An Inflation Indicator To Watch, Part 3

In particular, I’m proposing a circular-flow inflation indicator that consists of bank-created money, the trade balance and real GDP growth. As described in the bullets above, bank-created money and the trade balance measure injections to and leaks from the circular flow—they tell us whether injections and leaks could be upsetting the balance between purchasing power and capacity—while real GDP growth approximates capacity. Using “M63” for bank-created money (see Part 1 for further explanation), the exact inflation indicator is M63 growth plus the trade balance as a percent of GDP minus real GDP growth.

History’s Pages

To be sure, this is a high-level indicator—it should help predict major trends, not month-to-month volatility. When I tested it against history, I wanted to see if it explains inflation’s big-picture behavior in each business cycle, and it does exactly that, as I’ll demonstrate by comparing the indicator to core inflation over the last eight cycles. Here’s the core inflation data:

inflation 5

 

The chart shows why it makes sense to evaluate each business cycle as a separate event—namely, business-cycle recessions normally act as reset buttons, crushing inflation by constricting pricing power, which then sets the stage for the next expansion. So inflation begins a new life with each expansion, and the chart shows the differences from one to the next. To keep it simple, I assigned each of the business cycles to one of three inflation categories (low, moderate and high), and I also noted whether inflation was rising or falling relative to the previous cycle.
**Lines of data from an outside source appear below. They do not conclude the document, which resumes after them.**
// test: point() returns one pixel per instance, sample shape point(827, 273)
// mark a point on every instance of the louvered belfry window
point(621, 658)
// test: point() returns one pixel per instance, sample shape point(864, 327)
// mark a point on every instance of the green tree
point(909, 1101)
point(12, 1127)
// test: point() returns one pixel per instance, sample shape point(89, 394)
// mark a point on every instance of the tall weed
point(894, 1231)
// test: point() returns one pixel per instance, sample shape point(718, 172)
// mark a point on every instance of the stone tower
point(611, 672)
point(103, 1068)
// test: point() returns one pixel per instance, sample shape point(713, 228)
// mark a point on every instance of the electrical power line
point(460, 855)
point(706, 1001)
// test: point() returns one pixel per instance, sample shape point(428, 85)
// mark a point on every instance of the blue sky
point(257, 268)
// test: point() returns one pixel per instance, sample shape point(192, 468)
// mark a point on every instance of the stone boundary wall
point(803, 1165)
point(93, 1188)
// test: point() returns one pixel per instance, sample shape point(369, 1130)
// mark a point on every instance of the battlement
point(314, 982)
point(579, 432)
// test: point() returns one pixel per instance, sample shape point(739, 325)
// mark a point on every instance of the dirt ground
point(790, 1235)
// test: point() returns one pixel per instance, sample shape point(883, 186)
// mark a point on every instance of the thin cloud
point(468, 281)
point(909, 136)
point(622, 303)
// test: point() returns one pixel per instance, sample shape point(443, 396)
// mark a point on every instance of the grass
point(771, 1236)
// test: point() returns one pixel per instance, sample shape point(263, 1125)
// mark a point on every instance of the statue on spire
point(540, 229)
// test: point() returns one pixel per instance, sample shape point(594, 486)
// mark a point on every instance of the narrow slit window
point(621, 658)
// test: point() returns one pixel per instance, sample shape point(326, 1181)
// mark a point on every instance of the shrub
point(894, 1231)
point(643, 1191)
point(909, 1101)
My first test, then, is to track the paths followed by the circular-flow indicator during three cycles plagued by high inflation:

inflation 6

 

As you can see, the indicator went three for three, climbing higher during all three cycles. In circular-flow speak, there was too much purchasing power chasing too few goods. Anyone who had followed the indicator during those periods—basically, the 1960s and 1970s—would have expected the inflation dragon to fly free and been on the money.

But what about the five cycles marked by disinflation or low inflation?

Here are the indicator readings during those cycles:

inflation 7

 

Once again, the indicator had a perfect record—five for five in predicting the inflation dragon was caged and then being proven correct. In each period of disinflation or low inflation, purchasing power was either losing or at a stalemate in the tug-of-war with capacity, and that continues today, although the trend turned sideways during the last three years. The recent turn from downward to sideways doesn’t tarnish the indicator’s historical performance—which I would call stellar—but if it turns upward from here that would become a cause for concern.